No voy a comenzar esto con lo de ¿Quién eres tú para juzgar? que ya es osadía proclamarlo cuando se pasa la vida juzgando. Pues acaba de escribirnos una carta al Pueblo de Dios en la que juzga una vez más muchísimo.
No le critico que juzgue porque hacerlo es inherente a la condición humana y sobre todo en algunos. Los Papas ciertamente. Pero ante este horror eclesial que le ha estallado en las narices, que da la impresión de que no sabe como resolver y que puede acabar hundiendo en un total descrédito un pontificado que quiso que fuera glorioso y que va a ser necesario remontarse siglos para encontrar uno peor, no sirven sermoncitos sino que se precisa bisturí. Y da la impresión que para sajar lo que era más próximo al Papa. Vamos, que lo que más le gustaba era lo más podrido o lo que más encubría lo podrido.
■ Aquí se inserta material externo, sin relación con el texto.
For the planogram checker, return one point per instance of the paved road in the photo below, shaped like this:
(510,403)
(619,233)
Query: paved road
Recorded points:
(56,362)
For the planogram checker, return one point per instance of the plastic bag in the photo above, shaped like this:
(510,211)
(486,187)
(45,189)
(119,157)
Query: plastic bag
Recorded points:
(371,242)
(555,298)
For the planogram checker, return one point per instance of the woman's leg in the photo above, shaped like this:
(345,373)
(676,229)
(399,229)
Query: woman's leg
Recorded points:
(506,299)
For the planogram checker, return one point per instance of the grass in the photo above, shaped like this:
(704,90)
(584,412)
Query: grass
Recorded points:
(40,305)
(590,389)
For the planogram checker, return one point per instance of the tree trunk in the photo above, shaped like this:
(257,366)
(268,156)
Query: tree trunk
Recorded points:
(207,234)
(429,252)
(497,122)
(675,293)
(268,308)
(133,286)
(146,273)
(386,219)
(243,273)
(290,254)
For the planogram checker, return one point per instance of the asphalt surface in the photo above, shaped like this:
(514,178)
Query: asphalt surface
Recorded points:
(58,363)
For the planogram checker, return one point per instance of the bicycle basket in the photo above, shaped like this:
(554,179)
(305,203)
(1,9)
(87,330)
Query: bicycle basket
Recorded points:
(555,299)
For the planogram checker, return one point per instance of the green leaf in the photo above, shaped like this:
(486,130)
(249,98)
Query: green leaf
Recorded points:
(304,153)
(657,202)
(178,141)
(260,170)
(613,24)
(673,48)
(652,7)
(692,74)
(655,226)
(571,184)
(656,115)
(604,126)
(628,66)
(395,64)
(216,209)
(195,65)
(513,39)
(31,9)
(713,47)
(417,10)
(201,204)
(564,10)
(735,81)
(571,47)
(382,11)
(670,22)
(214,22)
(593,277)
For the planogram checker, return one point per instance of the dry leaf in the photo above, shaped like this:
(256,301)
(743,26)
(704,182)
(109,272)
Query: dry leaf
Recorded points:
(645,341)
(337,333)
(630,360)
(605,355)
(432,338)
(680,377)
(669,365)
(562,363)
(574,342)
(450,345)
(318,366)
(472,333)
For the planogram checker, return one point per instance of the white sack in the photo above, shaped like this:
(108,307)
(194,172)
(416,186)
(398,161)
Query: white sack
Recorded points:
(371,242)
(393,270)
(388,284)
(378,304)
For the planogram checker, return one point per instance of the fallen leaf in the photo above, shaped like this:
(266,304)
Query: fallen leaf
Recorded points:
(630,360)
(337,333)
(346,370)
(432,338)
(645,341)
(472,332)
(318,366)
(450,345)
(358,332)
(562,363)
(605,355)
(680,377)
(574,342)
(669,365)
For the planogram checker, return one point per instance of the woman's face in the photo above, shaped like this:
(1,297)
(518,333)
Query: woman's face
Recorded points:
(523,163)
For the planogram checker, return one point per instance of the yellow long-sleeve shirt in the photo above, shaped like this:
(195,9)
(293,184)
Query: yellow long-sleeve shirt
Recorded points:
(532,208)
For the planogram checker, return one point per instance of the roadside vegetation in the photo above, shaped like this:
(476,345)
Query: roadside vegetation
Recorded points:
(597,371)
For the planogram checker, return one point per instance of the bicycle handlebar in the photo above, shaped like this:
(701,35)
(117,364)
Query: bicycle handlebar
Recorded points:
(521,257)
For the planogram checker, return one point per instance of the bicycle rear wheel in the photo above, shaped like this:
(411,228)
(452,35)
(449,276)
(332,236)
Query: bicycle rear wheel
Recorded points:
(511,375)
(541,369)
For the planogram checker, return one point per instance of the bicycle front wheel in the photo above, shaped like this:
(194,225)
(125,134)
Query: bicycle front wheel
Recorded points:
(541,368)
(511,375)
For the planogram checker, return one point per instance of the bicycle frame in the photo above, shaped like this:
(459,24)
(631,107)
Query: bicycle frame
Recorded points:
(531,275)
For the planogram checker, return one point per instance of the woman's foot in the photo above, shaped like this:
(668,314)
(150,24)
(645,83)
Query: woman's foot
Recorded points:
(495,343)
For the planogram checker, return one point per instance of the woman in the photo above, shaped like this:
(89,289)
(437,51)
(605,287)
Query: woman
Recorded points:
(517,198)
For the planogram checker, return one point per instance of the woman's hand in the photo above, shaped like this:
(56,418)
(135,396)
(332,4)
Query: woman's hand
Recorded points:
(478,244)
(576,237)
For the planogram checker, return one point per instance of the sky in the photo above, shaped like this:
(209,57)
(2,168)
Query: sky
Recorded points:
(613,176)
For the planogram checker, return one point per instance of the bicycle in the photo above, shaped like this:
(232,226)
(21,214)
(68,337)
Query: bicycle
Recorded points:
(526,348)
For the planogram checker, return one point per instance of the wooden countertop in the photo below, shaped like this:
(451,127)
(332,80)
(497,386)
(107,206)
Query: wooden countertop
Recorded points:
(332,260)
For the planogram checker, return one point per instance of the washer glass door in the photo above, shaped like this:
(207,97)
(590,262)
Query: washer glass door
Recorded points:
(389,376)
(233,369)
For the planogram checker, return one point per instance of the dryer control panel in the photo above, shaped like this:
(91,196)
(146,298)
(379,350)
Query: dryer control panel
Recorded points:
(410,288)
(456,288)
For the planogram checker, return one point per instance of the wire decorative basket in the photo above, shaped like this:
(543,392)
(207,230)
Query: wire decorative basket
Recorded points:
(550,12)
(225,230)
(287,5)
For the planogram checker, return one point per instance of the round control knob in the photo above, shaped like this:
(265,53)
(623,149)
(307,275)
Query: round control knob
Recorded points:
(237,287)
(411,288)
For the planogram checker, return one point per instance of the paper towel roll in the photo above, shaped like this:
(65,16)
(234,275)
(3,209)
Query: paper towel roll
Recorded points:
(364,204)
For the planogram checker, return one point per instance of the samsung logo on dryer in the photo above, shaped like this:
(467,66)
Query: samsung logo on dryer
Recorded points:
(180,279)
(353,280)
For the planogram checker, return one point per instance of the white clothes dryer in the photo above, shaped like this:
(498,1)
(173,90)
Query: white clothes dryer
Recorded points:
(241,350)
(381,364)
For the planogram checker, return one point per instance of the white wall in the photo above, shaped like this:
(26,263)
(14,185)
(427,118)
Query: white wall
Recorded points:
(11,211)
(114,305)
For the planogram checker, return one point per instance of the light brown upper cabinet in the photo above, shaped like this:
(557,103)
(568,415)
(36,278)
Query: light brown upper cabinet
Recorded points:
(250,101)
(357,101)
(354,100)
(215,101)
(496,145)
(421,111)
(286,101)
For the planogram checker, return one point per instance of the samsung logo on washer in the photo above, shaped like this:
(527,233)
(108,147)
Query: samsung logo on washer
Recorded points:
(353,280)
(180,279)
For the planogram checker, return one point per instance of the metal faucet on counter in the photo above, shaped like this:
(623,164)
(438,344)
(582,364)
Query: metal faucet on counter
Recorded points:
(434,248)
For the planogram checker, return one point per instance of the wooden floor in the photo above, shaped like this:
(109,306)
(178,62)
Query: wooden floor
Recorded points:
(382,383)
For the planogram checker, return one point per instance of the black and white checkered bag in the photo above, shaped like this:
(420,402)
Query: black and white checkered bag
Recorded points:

La carta del Papa, que sólo ella no resuelve nada si no toma otras medidas, tampoco es entusiasmante. También Cupich, Wuerl y varios más se han rasgado las vestiduras. Entre la carta de Francisco y la del arzobispo de Los Ángeles me gusta más la del último.
¿Y se puede escribir un texto, que no es breve, sin mencionar en esta gravísima crisis la homosexualidad? ¿Es que no está presente en un tanto por ciento elevadísimo de los casos? Muchísimos de los pederastas o de los abusadores de jóvenes no eran abusadores o pederastas sino pederastas o abusadores maricones. Y eso hay que decirlo si no se quiere faltar a la verdad. Y yo no uso ese calificativo para homosexuales, que sin duda serán la mayoría, que ni son pederastas ni abusadores.
La carta del Papa no va a resolver nada y la inmensa mayoría de los católicos no va ni a leerla. Se precisan hechos. Y contundentes. Con los miserables pederastas y con quienes no cortaron de raíz esa vergüenza que vaya si conocieron. Aunque caigan unos cuantos amigos del Papa. Porque en otro caso no faltará quien le tache a él de encubridor. Y hasta es posible que una juez, argentina o no, en busca de notoriedad, emita un mandamiento de busca y captura.